Former U.S. women's national team player and 1999 World Cup star Brandi Chastain is well beyond her playing days, but the sport in which she once rose to prominence, remains very close to her heart. Now 47 and a mother and coach, Chastain remains committed to soccer and, perhaps more importantly, making it a safer game for future generations of athletes.
While no female athlete has been found to have suffered from CTE - chronic traumatic encephalopathy, a degenerative brain disease that forms as a result of repeated traumatic brain injuries - Chastain has decided to commit herself to the process of furthering research into the effects of concussions on the human brain.

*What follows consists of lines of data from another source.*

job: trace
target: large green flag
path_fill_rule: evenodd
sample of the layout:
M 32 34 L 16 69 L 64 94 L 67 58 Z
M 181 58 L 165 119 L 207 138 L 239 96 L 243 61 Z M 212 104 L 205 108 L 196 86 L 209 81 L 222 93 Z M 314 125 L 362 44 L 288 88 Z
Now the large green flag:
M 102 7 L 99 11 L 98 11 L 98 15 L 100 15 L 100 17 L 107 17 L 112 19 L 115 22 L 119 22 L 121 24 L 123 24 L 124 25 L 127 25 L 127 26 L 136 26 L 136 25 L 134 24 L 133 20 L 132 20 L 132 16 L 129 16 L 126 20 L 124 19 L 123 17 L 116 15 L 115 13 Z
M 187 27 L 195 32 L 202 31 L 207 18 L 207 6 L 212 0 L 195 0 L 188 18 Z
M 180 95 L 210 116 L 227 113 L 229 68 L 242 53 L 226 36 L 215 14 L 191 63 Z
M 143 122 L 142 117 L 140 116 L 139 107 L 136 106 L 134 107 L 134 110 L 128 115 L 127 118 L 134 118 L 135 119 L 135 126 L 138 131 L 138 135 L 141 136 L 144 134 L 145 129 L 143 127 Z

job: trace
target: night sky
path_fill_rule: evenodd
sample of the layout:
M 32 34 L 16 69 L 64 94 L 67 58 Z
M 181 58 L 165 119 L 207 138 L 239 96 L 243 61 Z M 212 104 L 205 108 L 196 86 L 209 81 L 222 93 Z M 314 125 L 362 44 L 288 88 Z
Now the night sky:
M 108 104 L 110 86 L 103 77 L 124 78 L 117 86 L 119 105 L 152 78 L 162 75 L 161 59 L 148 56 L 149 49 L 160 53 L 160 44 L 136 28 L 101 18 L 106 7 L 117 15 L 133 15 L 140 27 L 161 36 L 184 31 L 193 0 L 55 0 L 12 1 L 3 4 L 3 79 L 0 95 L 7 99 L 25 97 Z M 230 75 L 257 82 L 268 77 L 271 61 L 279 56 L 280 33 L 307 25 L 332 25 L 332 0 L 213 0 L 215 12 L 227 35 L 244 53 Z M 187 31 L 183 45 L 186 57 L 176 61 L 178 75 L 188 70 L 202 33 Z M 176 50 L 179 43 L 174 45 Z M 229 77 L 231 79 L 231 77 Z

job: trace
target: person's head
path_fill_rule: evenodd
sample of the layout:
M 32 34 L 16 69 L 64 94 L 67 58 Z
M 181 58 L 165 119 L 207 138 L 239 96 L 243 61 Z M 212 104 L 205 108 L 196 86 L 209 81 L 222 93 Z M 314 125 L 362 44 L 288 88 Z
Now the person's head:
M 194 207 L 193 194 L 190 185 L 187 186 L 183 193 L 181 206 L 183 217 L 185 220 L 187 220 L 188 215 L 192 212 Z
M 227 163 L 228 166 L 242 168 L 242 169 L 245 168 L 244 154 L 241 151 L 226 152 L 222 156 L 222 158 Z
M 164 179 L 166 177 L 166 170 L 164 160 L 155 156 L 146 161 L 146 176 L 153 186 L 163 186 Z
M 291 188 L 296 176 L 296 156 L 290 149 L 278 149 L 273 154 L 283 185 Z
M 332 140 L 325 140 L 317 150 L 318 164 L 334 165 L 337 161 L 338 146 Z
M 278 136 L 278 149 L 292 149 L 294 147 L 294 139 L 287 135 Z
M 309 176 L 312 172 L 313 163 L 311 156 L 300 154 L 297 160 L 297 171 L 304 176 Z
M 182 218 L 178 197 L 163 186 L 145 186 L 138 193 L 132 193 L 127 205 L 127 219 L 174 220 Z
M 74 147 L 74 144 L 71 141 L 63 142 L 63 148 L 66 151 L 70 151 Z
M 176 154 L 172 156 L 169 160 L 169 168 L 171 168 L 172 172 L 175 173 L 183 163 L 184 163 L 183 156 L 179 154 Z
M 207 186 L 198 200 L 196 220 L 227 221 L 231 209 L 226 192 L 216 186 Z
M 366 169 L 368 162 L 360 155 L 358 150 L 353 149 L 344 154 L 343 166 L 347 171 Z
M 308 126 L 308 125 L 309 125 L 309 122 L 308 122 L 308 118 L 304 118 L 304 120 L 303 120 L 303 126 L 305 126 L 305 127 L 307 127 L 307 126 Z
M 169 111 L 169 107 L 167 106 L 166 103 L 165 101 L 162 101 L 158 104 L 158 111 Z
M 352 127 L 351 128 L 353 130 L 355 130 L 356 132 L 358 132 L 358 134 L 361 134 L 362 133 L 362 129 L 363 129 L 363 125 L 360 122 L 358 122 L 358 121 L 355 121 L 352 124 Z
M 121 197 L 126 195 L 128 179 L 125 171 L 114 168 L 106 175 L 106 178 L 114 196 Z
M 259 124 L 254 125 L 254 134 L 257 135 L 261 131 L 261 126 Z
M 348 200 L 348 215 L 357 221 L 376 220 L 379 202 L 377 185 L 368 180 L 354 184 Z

Chastain announced that she will donate her brain to researchers at Boston University, who are among the leaders in the field of CTE research. And while CTE is most often associated with sports like football, hockey and boxing, it has been found in the brains of a number of male former soccer players and has been linked, through circumstantial evidence, with heading the ball.
The fact that CTE has not been found in the brains of any female athletes to date is also less a function of hard evidence, and more a function of limited research. Of the 307 brains examined by Boston University researches, only seven belonged to women. And while no female athletes have been found to have suffered from CTE, it has been discovered in the brains of women who were known to have been subjected to repeated head trauma.
Chastain's decision to donate her brain follows that of another former national team member, Cindy Parlow Cone.
Cone and Chastain, along with several other members of the 1999 World Cup-winning squad, have spoken out against heading in youth soccer. U.S. Soccer announced in November 2015 that it would be implementing more stringent health and safety guidelines for players under the age of 14.
This mirrors changes in other sports, like football, where some rules have been implemented to lessen the likelihood of head injuries, while some parents are holding players out altogether until an age at which their brain has more fully matured. Some even believe a sport like football may soon change, on a fundamental level, based on the concerns over the long-term effects of concussions.
While soccer, a sport not based on contact, isn't likely to face the same threat to its very nature, it may someday soon look a little different than the sport the generation of kids who likely still remember watching Chastain knock home that World Cup-winning penalty kick, grew up with.